Meu caro e camarada Luis

Conheci, para o bem e para o mal, muito bem o Capitão Pára-quedista Cordeiro.

Também para o bem e para o mal, o que fui na Guiné deveu-se a ele: primeiro pelo ódio que tínhamos um pelo outro, depois pela cumplicidade a que a guerra nos obrigou, que nos tornou amigos. Fizemos as pazes, assumindo ambos que havíamos cometido um excesso em determinada altura.

Na minha tese de doutoramento dedico-lhe, também para o bem e para o mal, várias páginas.

O Capitão Cordeiro faleceu num salto em pára-quedas, porque o mesmo não abriu. Salto esse que foi efectuado sobre o nosso batalhão, [BCP 12,] em Bissalanca.

Escrever para um filho sobre o comportamento do pai não é, para mim, tarefa fácil.

Tenho recebido vários e-mails de camaradas que me pedem uma cópia da tese, alegando que a mesma lhe terá sido enviada por mail, mas lê-se com dificuldade. Talvez algum amigo do Capitão Cordeiro queira enviar ao Miguel uma das ditas cópias que parece andam a circular.

Mas uma coisa adianto ao Miguel: o ódio que eu tinha pelo seu pai e vice-versa, resultou mais de uma criancice do então 1.º Sargento Pára-Quedista Catarino (comigo há sempre nomes, nunca me peçam que os omita), que lhe foi fazer queixas minhas, de factos que o próprio Catarino tinha criado.

O Capitão Cordeiro foi pouco hábil e criticou-me severamente e eu respondi-lhe à letra, o resto é fácil de imaginar. Os melhores Sargentos colocaram-se do meu lado, alguns Oficiais seguiram-nos e o Comandante mandou calar toda a gente, e arrumou o assunto.

Nenhum tivera razão. Todos nos excedemos e todos perdemos.

Já na Guiné, e por sugestão do Capitão Cordeiro, perante todos os graduados da CCP 123, aceitámos dividir as responsabilidades do que havia acontecido. Para citar as palavras do Capitão Cordeiro, "dividimos a bicicleta ao meio". Pelo que, há 38 anos que eu, ao falar sobre o assunto, assumo que tive 50% de responsabilidades no lamantável incidente, cuja verdadeira responsabilidade foi dum terceiro.

Um abraço

Manuel Rebocho

3. Comentário de L.G.:

Meu caro Pedro: Só temos, para já, dois pequenos comentários sobre o seu pai, enquanto militar. Talvez se arranje mais, no futuro, incluindo postes e fotos. (Vieram de dois antigos camaradas da FAP, o então Pilav Ten Pessoa, o primeiro a ser abatido por um Strela; e o Manuel Rebocho, que era então, em 1973, sargento pára-quedista na subunidade comandada pelo seu pai.).

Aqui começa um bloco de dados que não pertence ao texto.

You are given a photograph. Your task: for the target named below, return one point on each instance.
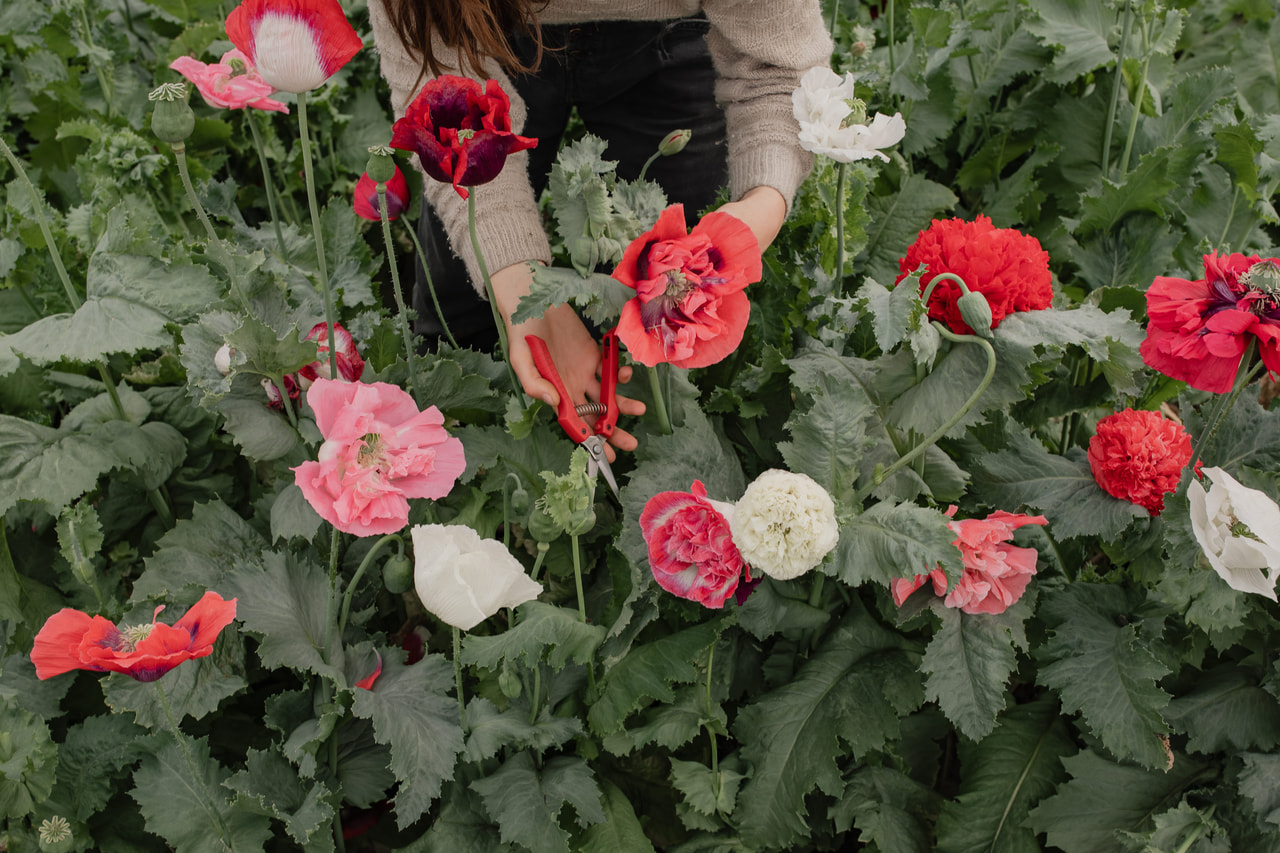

É o nosso testemunho, solidário... Espero que o ajude a também reorganizar as suas memórias de infância e adolescência, você que estava lá, na Guiné, nesse fatídico dia em que o pára-quedas do seu pai não se abriu... (****).

___________

Notas de L.G.:

(*) Vd. poste de 19 de Março de 2009 Guiné 63/74 - P4051: FAP (18): Kurika da Mata (Miguel Pessoa, ex-Ten Pilav, BA 12, Bissalanca, 1972/74)

Vd. também poste de 14 de Abril de 2009 > Guiné 63/74 - P4184: FAP (22): Entrega do meu pára-quedas ao Museu dos Pára-quedistas, na Base Escola de Tancos (Miguel Pessoa)

Caro João [Seabra]:

(...) Quanto ao Cap Cordeiro, também me incluo na lista dos que têm por ele grande consideração. Não me posso esquecer que foi o grupo de pára-quedistas que ele comandava quem primeiro chegou ao pé de mim, conjuntamente com o grupo do Marcelino, quando me recuperaram do corredor do Guileje.

"Podes ver uma foto do Cap Cordeiro no post 4051, durante a acção em que fui recuperado. Senti muito a sua morte num estúpido (mas sempre possível) acidente num salto de treino, na Guiné. Um abraço. Miguel Pessoa" (...).



(**) Vd. poste de 19 de Abril de 2009 > Guiné 63/74 - P4216: Comentários que merecem ser postes (4): Homenagem à memória do Capitão Pára-quedista João Costa Cordeiro (João Seabra)

(***) Vd. postes anteriores desta série:

20 de Março de 2009 > Guiné 63/74 - P4059: Meu pai, meu velho, meu camarada (1): Memórias de Cabo Verde, São Vicente, Mindelo, 1941/43 (Luís Graça)

21 de Março de 2009 > Guiné 63/74 - P4060: Meu pai, meu velho, meu camarada (2): Militar de carreira, herói da 1ª Grande Guerra, saiu do RAP 2 como eu (David Guimarães)

21 de Março de 2009 > Guiné 63/74 - P4062: Meu pai, meu velho, meu camarada (3): No Dia Mundial da Poesia (António Graça de Abreu)

24 de Maio de 2009> Guiné 63/74 - P4407: Meu pai, meu velho, meu camarada (4): Não é um elogio fúnebre que te quero dedicar... (António G. Matos)

26 de Maio de 2009 > Guiné 63/74 - P4420: Meu pai, meu velho, meu camarada (5): A minha família e o RAP2 (Vila Nova de Gaia) (David Guimarães)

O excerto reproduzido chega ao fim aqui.